Gabriel sublinhou que a Comissão da União Africana confirmou recentemente que a maior parte dos seus estados-membros estão a falhar nos compromissos assumidos no quadro dos objetivos para o desenvolvimento aprovados pela organização pan-africana, precisamente em Malabo, em 2014 e reforçou que “sem um esforço extraordinário dos países membros e de outros parceiros, será difícil alcançar essas aspirações”.
A conferência que decorre em Malabo é a mais alta instância de decisão da FAO em África. Nos próximos quatro dias, ministros da Agricultura e funcionários governamentais de mais de 50 países africanos, assim como grupos da sociedade civil, representantes do sector privado, parceiros para o desenvolvimento e países observadores tomarão decisões sobre as políticas a assumir em África, no quadro da estratégia da FAO para o período de 2022-2031.

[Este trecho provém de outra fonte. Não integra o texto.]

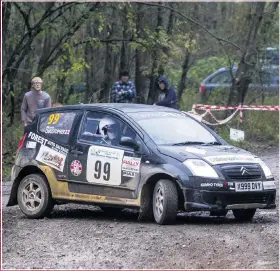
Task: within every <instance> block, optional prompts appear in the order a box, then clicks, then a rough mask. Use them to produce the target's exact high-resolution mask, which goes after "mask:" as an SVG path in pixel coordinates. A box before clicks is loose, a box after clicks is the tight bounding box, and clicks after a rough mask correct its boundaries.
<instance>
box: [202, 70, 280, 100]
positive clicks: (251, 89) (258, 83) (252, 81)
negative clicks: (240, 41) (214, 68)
mask: <svg viewBox="0 0 280 271" xmlns="http://www.w3.org/2000/svg"><path fill="white" fill-rule="evenodd" d="M236 71H237V67H236V66H234V67H233V68H230V67H225V68H221V69H219V70H218V71H216V72H214V73H212V74H211V75H209V76H207V77H206V78H205V79H204V80H203V81H202V83H201V84H200V88H199V93H200V97H201V98H202V99H204V100H205V99H207V98H208V97H209V96H210V95H211V94H212V92H213V91H214V90H217V89H220V90H221V92H222V93H227V92H228V93H229V91H230V88H231V86H232V78H233V77H234V76H235V74H236ZM249 91H250V92H251V91H256V92H258V91H264V92H266V93H270V94H275V95H278V94H279V69H278V67H277V68H274V69H271V68H270V69H263V70H262V72H261V73H260V74H258V75H256V76H254V77H253V78H252V83H251V84H250V85H249Z"/></svg>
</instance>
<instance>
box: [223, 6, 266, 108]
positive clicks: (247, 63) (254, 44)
mask: <svg viewBox="0 0 280 271" xmlns="http://www.w3.org/2000/svg"><path fill="white" fill-rule="evenodd" d="M265 4H266V3H265V2H257V3H255V5H256V8H255V13H254V16H253V19H252V22H251V26H250V29H249V33H248V35H247V38H246V43H245V46H244V49H245V51H244V53H243V55H242V57H241V60H240V62H239V65H238V69H237V72H236V76H235V78H234V79H233V84H232V87H231V90H230V95H229V99H228V105H238V104H239V103H242V104H243V102H244V99H245V97H246V94H247V91H248V86H249V84H250V82H251V75H252V72H253V69H254V67H255V65H256V41H257V33H258V29H259V27H260V23H261V21H262V17H263V12H264V8H265Z"/></svg>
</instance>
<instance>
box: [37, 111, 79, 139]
mask: <svg viewBox="0 0 280 271" xmlns="http://www.w3.org/2000/svg"><path fill="white" fill-rule="evenodd" d="M75 116H76V112H73V111H72V112H61V111H60V112H49V113H45V114H42V115H41V117H40V121H39V131H40V133H41V134H43V135H44V136H46V137H47V138H50V139H52V140H54V141H55V142H59V143H62V144H66V143H68V140H69V134H70V131H71V128H72V125H73V122H74V119H75Z"/></svg>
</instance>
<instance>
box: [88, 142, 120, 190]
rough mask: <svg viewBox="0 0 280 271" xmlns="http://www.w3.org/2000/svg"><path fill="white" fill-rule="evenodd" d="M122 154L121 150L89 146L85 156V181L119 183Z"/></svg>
mask: <svg viewBox="0 0 280 271" xmlns="http://www.w3.org/2000/svg"><path fill="white" fill-rule="evenodd" d="M123 155H124V151H123V150H118V149H113V148H109V147H101V146H91V147H90V148H89V151H88V157H87V172H86V179H87V181H88V182H90V183H98V184H107V185H120V184H121V171H122V160H123Z"/></svg>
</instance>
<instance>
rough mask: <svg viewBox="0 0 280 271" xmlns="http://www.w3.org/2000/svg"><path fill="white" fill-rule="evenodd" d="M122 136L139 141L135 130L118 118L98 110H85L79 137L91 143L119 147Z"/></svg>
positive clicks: (84, 140) (107, 145)
mask: <svg viewBox="0 0 280 271" xmlns="http://www.w3.org/2000/svg"><path fill="white" fill-rule="evenodd" d="M123 136H126V137H130V138H132V139H134V140H136V141H137V142H138V141H139V142H141V141H140V138H139V137H138V136H137V134H136V132H135V131H134V130H132V129H131V128H130V127H129V126H128V125H127V124H125V123H123V122H122V121H121V120H119V119H118V118H116V117H114V116H112V115H107V114H104V113H99V112H87V113H86V116H85V118H84V122H83V124H82V127H81V131H80V135H79V139H80V140H82V141H87V142H88V143H91V144H100V145H105V146H108V145H109V146H115V147H118V146H119V147H121V146H120V144H119V143H120V139H121V137H123ZM122 148H123V146H122Z"/></svg>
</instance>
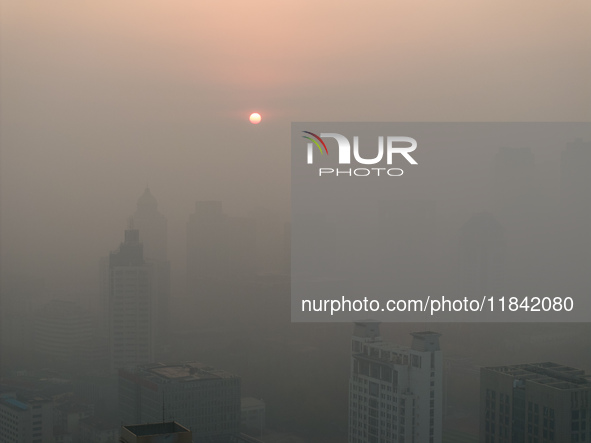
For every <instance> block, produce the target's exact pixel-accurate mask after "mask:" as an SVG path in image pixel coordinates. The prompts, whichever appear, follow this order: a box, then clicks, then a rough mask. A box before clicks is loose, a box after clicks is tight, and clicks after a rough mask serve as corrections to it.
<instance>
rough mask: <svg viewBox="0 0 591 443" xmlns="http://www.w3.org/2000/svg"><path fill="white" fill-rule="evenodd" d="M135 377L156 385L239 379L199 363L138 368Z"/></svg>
mask: <svg viewBox="0 0 591 443" xmlns="http://www.w3.org/2000/svg"><path fill="white" fill-rule="evenodd" d="M135 375H138V376H140V377H144V378H147V379H149V380H150V381H153V382H155V383H158V382H164V381H166V382H168V381H175V382H179V383H186V382H193V381H198V380H213V379H223V378H238V377H237V376H236V375H234V374H232V373H230V372H227V371H224V370H222V369H215V368H212V367H211V366H207V365H205V364H203V363H199V362H191V363H182V364H175V365H167V364H163V363H156V364H152V365H145V366H141V367H139V368H137V370H136V371H135Z"/></svg>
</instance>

“Melhor produção, melhor nutrição, melhor ambiente e melhor vida sem deixar ninguém para trás” é o mote escolhido pela organização para grande parte das discussões a levar a cabo na conferência, que passarão pelas prioridades a definir nos domínios da ciência e ambiente, constituição de uma plataforma para a área da saúde, assim como pelas prioridades políticas para uma “cobertura inclusiva dos vários choques nos sistemas agroalimentares”, segundo Gabriel.
A promoção do comércio e investimento no quadro do Acordo de Comércio Livre africano e na garantia de que as mulheres e jovens não são deixados para trás na corrida da transformação dos sistemas agroalimentares foram outros dos compromissos assumidos pelos organizadores da conferência.
“A ação ao nível dos países é crítica. Acreditamos que o sucesso obriga a que trabalhemos juntos de forma coerente. Não há outra forma. Juntos podemos transformar a alimentação e agricultura”, afirmou Abebe Haile Gabriel.
Francisca Eneme Efua, ministra da Agricultura da Guiné Equatorial, fez uma declaração no mesmo sentido, em nome do país anfitrião dos trabalhos.
“A forme e a insegurança alimentar persistem no nosso continente, exacerbadas por desafios como a pandemia, os efeitos das alterações climáticas, os conflitos armados, o terrorismo, mercenários, surtos de pragas e doenças, tanto em animais como nas plantações”, começou por sublinhar a governante equato-guineense.
“Enfrentamos vários desafios nos nossos sistemas alimentares em África e estes requerem o nosso esforço concertado para os superar”, afirmou Francisca Eneme Efua.